Правин отвел очи от княгини. Уже светало, и взоры его сквозь чистое окно упали на беспредельное море. Оно было мрачно и пусто, подобно его душе. Огромные валы, словно стада китов, рыскали и плескались в пространстве, и вдруг между ними мелькнул корабль, — только образы его во мраке и тумане были так неясны, что суеверный моряк сказал бы: «Это корабль-привидение, осужденный вечно скитаться по океанам с проклятыми своими пловцами». С тяжким биением сердца, не переводя духу, следил его Правин, но корабль, одетый сумраком, исчезал, и снова обозначался, и снова сливался, как облако с облаками. Буря уменьшилась, но черные тучи ходили еще по небосклону взад и вперед, как победители, которые считают трупы убитых.

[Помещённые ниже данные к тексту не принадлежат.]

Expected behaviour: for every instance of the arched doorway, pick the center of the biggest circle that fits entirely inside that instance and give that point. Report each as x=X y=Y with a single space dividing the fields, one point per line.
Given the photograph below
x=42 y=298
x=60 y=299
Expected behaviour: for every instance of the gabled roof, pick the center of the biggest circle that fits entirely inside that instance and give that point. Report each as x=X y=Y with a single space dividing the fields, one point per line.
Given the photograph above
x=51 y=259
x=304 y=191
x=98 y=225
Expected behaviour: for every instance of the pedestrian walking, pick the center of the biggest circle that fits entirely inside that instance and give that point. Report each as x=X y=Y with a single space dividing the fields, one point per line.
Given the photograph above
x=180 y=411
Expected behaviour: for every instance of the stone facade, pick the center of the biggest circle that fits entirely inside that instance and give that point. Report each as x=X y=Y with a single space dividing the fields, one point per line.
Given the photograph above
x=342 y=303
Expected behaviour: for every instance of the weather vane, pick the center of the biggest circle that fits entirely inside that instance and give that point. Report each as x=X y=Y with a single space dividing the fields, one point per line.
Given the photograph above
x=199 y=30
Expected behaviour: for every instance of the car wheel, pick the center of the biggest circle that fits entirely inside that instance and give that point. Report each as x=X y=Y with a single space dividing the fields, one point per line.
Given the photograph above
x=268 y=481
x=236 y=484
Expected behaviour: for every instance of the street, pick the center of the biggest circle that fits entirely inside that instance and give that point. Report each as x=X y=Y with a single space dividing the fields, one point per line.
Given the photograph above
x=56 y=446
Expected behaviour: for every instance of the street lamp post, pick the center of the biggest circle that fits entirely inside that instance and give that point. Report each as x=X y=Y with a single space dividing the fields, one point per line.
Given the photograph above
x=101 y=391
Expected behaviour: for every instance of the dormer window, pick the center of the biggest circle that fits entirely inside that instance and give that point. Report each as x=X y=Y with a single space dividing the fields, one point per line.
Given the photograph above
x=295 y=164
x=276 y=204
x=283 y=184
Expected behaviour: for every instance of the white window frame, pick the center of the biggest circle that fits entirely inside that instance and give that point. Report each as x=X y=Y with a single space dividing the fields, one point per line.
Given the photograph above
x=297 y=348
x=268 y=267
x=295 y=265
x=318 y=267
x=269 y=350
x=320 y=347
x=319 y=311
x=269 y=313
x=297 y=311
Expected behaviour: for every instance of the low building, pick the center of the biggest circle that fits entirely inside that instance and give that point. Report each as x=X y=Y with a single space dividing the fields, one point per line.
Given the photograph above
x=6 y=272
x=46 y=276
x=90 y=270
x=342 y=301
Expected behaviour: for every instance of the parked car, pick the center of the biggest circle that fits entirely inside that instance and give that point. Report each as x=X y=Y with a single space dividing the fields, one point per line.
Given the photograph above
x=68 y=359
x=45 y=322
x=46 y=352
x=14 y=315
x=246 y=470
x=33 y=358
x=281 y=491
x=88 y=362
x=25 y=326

Наконец заря облила воздушною кровью и тучи и волны с востока; туманы и сомнения Правина рассеялись. Замеченное им судно было точно фрегат «Надежда», но в самом бедственном положении, без стеньг, с изломанной фок-мачтой и бушпритом, с искривленными реями. Два или три стакселя [150] поднятые вполовину, казались последними усилиями борьбы с судьбою, влекущей его на скалы. О, велик бы был тот сердцеведец, кто физиологически разложил бы тогдашнее восклицание Правина: «И это!», кто разложил бы нам едкость отравы, проникнувшей его сердце, или степень мук от угрызения совести! Лесажев бес снимал кровли, но если б он снял череп с головы Правина и заглянул в ум его, он бы содрогнулся от ужаса и адский даже язык прильнул бы к гортани.
150
Косые паруса.
Стиснув рукою чело, как будто от страха, чтобы голову его не расторг вихорь мыслей, с кровавыми пятнами по лицу, с очами, кои, подобно маятнику, ходили от фрегата к княгине, от моря к любовнице, Правин был живой образ казни между двух жертв, между двух преступлений: против нравственности и службы.
Наконец долг победил страсть. Правин горячо поцеловал в лоб княгиню и произнес:
— Вера, прости меня — и прощай!! Нам должно расстаться: фрегат бедствует!
Львицей, у которой уносят последнего детенка, вскочила Вера.